Pourquoi pas, après tout ? Il n’avait aucun moyen de repérer seulement la direction. L’auto – une machine assez puissante – s’était livrée à un certain nombre de manœuvres, tournant à droite, à gauche, à plusieurs reprises. Il y eut un rapide passage de l’octroi mais qui ne lui apprit rien : ce pouvait être au nord aussi bien qu’au sud, à l’est ou à l’ouest. Ses compagnons de voyage restaient muets. Il aurait aimé pouvoir croiser les bras pour mieux s’accoter dans son coin, mais son poignet gauche captif l’en empêchait. Aussi se contenta-t-il d’appuyer sa tête au dossier et de fermer les yeux. Il avait faim et soif, et il était préférable de ne pas songer à sa copie peut-être en train de s’installer, à cet instant, à une table de l’agréable wagon-restaurant. Quoiqu’en y réfléchissant son alter ego eût intérêt à se faire servir dans sa cabine. La ressemblance n’était peut-être pas suffisante pour affronter trop d’éclairage et il était difficile d’aller dîner coiffé d’une casquette et affublé d’une écharpe remontant jusqu’au nez !

Quant à ce qui l’attendait lui-même, il le verrait bien une fois arrivé à destination. Une chose était certaine, on l’avait piégé de main de maître et il ne se faisait guère d’illusions : ça n’allait pas être une partie de plaisir de se sortir de ce pétrin. Surtout si c’était une tombe perdue au fin fond d’une campagne…

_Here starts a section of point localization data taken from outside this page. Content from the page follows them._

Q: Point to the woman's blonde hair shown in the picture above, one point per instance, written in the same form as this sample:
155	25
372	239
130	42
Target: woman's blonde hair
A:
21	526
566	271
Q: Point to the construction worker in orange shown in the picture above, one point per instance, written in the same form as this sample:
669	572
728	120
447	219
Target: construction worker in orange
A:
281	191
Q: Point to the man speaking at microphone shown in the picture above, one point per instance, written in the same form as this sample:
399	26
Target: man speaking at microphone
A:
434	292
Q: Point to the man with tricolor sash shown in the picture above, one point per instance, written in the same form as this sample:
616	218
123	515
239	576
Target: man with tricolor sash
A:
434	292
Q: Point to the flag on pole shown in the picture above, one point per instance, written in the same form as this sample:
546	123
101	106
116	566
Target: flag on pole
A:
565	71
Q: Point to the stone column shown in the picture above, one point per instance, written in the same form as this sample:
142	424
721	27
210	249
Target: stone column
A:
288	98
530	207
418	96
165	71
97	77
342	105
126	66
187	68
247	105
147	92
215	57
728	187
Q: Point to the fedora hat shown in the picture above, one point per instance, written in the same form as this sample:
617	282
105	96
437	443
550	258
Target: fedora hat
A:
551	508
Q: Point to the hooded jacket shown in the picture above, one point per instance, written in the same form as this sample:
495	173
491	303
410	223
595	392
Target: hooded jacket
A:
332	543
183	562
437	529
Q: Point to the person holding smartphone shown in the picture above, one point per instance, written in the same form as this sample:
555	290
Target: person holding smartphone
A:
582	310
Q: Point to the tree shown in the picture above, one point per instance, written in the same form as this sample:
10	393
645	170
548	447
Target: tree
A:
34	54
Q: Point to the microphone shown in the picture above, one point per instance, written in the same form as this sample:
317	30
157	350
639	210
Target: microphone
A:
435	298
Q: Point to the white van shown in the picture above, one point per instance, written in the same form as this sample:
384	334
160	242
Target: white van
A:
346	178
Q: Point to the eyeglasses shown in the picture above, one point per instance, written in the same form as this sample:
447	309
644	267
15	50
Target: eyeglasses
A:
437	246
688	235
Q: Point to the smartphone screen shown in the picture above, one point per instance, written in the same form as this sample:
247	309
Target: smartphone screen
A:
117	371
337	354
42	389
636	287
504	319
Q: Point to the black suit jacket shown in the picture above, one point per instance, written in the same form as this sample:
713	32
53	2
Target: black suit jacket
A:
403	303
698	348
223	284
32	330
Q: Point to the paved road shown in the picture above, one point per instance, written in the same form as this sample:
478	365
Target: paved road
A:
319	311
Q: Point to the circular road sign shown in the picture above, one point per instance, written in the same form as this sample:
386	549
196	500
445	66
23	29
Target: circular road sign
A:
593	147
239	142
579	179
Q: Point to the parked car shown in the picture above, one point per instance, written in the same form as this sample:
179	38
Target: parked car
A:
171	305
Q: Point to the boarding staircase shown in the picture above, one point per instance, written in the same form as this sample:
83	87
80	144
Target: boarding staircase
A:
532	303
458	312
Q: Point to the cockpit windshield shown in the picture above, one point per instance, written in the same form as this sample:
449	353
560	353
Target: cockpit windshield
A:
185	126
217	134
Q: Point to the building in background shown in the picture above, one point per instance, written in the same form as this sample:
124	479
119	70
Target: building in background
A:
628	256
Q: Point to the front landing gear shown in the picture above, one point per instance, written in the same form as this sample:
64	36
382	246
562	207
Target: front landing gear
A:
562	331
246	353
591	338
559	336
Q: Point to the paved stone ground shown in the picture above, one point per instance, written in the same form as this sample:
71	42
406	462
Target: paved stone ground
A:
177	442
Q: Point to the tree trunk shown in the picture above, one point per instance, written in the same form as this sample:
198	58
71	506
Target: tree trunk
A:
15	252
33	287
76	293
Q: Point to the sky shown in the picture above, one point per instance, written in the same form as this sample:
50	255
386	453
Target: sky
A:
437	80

Pour éviter de s’attendrir sur son sort, il ferma les yeux en s’efforçant de ne plus penser et, la fatigue aidant, s’endormit presque aussitôt…

En revenant de la messe, le surlendemain, et sans même prendre le temps d’ôter ses vêtements de sortie, Marie-Angéline demanda à Cyprien :

— Toujours pas de nouvelles ?

— Toujours pas ! Mais il n’est qu’un peu plus de 7 heures ! Madame la marquise a déjà demandé son petit déjeuner.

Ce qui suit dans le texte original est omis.